Skip to content

dougalg/Key-BNC

Repository files navigation

Key-BNC

This is a simple application to help researchers calculate Log Likelihood (LL) and Odds Ratio (OR) statistics against a word list from the BNC.

Installation

Key-BNC is currently available as an online web-based application at https://key-bnc.tfiaa.com/. All future versions will be distributed there. For historical reasons, the downloadable python versions are available below.

Download

Versions of Key-BNC <= 1.2 are available to download:

  1. Windows 32-Bit (v1.2)
  2. Windows 64-Bit (v1.2)
  3. Mac OSX 64-Bit (v1.2)
  4. BNC Wordlist

Tokenization

The tokenizer splits on spaces, and converts upper case letters to lower.
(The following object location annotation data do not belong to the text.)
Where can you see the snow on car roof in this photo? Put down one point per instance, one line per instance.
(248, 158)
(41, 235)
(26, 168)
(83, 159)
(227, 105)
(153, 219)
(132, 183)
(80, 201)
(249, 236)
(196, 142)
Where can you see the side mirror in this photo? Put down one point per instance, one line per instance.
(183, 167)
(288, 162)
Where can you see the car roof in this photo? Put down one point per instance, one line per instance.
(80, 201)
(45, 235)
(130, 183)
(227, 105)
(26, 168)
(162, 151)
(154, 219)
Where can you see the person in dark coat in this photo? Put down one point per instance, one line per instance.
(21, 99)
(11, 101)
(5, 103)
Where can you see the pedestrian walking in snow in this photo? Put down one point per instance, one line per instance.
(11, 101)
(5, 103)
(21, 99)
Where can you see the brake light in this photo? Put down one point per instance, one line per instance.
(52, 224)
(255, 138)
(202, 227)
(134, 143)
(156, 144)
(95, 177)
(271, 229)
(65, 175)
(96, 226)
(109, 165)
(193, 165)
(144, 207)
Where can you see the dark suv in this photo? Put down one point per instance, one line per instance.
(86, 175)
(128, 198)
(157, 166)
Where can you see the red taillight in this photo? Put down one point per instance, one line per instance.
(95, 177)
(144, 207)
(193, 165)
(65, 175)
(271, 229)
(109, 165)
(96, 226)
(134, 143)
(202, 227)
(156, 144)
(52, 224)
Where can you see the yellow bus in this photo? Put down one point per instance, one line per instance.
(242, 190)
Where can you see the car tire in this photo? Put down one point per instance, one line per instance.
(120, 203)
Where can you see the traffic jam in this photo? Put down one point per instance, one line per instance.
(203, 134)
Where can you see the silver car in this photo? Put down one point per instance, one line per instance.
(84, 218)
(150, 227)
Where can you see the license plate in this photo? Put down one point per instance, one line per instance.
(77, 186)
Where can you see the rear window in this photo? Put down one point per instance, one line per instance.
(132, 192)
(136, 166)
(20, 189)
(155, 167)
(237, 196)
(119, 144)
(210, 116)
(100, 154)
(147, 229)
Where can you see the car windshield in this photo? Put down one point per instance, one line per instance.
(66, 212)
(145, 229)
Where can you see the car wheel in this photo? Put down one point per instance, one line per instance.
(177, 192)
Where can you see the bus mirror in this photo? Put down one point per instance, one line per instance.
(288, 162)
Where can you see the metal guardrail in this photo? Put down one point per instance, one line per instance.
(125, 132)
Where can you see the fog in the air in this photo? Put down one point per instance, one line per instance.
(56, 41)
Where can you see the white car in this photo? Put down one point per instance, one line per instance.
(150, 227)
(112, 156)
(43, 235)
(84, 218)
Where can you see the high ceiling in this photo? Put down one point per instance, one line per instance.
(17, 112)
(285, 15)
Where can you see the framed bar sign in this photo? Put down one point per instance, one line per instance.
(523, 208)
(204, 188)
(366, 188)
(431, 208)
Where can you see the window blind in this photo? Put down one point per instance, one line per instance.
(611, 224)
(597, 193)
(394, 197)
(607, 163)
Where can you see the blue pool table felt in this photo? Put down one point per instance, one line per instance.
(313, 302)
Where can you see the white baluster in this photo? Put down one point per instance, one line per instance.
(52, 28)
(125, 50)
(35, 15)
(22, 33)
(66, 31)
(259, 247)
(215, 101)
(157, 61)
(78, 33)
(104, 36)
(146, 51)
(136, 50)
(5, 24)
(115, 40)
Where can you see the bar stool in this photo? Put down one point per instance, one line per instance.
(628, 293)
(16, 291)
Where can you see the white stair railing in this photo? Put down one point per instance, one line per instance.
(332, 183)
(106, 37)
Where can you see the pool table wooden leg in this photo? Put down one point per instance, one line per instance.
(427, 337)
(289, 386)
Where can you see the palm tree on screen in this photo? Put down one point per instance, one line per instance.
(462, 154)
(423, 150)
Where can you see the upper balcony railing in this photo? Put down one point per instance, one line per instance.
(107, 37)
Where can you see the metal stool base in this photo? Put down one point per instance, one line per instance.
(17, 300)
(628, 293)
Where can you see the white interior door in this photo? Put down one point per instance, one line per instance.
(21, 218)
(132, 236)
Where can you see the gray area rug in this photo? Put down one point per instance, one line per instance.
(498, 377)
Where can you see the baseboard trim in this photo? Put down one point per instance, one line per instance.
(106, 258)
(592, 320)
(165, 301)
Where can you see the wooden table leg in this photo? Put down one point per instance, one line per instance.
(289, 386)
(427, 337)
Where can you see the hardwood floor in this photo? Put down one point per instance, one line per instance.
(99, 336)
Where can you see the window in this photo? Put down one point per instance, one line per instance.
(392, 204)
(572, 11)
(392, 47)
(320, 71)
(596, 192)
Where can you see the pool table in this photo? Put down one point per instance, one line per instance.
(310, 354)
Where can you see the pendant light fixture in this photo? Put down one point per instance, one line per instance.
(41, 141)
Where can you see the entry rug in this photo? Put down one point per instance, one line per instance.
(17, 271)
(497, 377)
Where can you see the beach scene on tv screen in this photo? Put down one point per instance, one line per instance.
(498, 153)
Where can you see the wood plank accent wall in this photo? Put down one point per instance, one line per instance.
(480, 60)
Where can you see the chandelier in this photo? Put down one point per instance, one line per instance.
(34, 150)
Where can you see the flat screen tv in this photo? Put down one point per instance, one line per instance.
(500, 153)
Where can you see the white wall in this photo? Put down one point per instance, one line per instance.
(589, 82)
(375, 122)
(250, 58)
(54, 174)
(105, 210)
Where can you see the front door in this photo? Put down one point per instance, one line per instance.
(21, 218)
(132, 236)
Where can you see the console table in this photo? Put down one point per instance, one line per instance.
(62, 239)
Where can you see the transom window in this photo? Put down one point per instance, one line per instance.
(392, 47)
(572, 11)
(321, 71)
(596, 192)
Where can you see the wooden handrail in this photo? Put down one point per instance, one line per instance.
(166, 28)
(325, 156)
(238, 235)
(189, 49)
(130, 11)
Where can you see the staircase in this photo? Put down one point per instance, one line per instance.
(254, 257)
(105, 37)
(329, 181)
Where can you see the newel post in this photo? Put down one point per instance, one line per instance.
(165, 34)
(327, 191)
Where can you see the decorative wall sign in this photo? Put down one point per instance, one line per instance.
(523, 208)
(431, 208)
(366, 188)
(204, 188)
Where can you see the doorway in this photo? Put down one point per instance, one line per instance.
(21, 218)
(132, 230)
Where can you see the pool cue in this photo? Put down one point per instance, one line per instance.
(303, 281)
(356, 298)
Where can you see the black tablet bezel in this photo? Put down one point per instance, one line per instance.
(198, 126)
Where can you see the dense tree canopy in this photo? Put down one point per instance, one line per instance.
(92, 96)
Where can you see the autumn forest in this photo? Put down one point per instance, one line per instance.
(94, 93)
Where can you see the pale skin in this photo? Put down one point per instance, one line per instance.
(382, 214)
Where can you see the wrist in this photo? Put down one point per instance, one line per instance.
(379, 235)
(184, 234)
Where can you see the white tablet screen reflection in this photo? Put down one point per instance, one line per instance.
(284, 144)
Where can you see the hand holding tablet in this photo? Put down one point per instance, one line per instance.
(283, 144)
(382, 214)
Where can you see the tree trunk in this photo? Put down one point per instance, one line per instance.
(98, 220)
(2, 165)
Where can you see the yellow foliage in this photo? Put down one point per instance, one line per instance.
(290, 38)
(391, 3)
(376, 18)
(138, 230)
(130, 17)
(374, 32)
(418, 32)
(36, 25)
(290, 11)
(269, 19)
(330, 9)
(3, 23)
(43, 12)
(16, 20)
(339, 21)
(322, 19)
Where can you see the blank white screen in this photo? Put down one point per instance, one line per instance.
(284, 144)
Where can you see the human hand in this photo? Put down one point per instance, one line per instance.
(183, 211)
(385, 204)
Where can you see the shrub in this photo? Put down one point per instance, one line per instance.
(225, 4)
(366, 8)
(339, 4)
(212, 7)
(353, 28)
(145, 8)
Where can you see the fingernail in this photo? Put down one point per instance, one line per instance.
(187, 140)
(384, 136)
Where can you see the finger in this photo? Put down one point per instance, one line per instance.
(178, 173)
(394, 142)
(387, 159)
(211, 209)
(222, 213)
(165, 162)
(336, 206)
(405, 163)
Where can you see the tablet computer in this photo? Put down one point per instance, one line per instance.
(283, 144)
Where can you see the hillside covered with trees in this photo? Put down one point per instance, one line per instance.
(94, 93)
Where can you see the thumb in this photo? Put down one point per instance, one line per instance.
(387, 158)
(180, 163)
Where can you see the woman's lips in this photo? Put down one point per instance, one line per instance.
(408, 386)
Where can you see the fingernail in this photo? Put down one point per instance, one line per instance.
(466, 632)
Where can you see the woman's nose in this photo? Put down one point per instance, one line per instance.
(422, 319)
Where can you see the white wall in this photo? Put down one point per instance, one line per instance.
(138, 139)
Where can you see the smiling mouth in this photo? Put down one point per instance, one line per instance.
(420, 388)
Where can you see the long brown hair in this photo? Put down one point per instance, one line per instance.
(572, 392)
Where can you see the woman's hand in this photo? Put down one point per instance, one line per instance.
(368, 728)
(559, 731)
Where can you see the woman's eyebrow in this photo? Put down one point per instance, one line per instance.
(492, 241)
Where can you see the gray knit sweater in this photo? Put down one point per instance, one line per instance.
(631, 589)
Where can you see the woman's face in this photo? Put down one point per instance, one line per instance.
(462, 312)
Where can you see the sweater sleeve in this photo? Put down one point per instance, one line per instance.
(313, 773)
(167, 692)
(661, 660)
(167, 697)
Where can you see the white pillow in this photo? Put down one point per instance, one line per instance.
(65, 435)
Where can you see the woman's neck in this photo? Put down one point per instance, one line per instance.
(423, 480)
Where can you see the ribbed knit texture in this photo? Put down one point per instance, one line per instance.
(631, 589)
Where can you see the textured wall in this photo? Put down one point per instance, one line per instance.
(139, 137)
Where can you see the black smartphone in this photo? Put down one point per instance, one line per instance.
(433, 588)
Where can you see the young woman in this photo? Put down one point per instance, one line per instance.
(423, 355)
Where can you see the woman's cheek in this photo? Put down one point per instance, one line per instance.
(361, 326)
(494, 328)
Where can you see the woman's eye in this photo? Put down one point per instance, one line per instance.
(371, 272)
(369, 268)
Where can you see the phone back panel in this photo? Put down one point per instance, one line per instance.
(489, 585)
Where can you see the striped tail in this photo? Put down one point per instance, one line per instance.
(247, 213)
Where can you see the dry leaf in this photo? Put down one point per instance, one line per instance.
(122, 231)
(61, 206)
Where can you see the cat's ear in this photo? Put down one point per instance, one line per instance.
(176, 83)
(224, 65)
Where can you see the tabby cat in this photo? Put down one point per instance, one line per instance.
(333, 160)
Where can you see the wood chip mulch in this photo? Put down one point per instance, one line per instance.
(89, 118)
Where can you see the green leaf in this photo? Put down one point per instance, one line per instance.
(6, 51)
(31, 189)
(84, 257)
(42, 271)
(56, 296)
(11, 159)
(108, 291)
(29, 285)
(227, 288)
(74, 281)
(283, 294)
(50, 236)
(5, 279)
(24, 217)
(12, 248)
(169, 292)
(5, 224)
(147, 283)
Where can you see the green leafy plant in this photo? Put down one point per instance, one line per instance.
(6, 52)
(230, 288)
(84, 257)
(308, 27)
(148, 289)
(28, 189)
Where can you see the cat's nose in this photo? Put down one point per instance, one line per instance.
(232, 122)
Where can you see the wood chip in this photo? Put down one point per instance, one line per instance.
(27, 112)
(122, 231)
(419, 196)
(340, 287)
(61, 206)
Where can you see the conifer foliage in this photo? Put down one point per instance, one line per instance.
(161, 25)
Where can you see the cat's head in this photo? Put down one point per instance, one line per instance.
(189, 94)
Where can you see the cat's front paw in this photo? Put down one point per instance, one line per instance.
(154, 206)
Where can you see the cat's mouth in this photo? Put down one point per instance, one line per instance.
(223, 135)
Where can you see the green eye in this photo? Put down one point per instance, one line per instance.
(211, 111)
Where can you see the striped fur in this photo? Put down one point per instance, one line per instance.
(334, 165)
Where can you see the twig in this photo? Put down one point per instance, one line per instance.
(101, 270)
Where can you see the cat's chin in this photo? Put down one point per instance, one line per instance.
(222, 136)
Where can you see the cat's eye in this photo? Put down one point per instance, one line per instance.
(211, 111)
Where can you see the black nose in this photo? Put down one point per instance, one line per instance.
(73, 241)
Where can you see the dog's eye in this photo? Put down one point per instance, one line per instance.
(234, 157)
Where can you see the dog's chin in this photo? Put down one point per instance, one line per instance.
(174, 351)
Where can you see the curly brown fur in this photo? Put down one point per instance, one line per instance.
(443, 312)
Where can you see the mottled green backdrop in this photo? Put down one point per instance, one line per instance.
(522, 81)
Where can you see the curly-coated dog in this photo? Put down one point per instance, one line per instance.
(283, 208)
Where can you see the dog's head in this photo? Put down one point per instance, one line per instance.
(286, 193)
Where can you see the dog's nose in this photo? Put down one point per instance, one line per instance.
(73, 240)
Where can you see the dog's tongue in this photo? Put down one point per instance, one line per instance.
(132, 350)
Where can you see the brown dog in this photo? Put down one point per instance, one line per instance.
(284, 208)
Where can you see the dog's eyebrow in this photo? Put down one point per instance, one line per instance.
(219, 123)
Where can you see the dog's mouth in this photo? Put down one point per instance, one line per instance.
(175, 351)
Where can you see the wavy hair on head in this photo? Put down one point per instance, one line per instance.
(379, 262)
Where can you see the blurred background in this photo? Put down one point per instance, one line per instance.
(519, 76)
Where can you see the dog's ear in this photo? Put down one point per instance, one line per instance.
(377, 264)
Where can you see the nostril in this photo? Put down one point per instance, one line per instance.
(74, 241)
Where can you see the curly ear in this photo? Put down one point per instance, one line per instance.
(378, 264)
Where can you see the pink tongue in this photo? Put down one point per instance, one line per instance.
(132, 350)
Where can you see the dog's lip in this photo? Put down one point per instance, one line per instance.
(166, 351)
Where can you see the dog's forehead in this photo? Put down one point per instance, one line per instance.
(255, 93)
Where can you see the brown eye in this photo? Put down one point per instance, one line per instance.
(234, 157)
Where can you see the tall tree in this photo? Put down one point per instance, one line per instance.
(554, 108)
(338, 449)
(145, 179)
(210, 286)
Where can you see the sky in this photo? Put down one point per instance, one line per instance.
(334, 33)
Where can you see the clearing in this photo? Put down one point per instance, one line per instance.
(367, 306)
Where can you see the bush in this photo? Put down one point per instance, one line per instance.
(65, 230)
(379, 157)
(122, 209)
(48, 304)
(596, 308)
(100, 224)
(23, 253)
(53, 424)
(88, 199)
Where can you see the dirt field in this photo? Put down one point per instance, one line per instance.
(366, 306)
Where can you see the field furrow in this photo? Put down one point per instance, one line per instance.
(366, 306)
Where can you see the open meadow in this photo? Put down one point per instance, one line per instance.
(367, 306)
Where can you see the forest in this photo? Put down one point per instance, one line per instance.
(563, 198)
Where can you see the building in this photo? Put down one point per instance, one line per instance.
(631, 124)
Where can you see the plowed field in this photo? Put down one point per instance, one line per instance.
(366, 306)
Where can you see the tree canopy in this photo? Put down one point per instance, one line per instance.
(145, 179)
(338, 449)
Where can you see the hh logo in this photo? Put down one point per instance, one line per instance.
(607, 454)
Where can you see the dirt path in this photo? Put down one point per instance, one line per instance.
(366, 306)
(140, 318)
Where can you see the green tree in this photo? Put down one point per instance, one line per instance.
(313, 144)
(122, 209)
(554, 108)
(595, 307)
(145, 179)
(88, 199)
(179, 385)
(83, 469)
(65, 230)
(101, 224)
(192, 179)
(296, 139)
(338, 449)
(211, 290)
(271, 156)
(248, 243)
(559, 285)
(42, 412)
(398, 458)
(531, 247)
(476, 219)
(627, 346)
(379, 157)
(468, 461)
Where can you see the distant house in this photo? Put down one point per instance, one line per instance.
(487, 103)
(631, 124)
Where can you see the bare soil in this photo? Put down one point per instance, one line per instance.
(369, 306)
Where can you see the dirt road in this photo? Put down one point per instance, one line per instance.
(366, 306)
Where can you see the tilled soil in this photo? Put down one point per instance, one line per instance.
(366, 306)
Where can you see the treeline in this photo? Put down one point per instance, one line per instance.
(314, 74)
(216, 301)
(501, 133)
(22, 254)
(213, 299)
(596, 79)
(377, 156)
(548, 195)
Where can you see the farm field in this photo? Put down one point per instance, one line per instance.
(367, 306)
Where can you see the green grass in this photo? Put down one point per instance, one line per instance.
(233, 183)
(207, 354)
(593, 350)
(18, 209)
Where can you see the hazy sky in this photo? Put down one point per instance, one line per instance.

For punctuation, the rules are:

  1. If it is followed by a space, the punctuation is separated from the word.
  2. Most punctuation counts as a word boundary (but is not included in words).
  3. Numbers may contain: 0-9, commans, periods, and semi-colors (eg: 12:45, or 1,300.00).
  4. Single quotes split a word in two and are attached to the second word.

EG:

You're fine, fire-truck!
you 're fine fire truck

"'Tis", replied Aunt Helga.
tis replied aunt helga

Don't tell someone what they can or can't do
don 't tell someone what they can or can 't do

There are 100,000,000,000.00 words in the BNC.
there are 100,000,000,000.00 words in the bnc

Word List

The BNC word list is a CSV file and can be located in LL_OR_BNC/Data directory. It is encoded in UTF8 which may cause some characters to display incorrectly in MS Excel.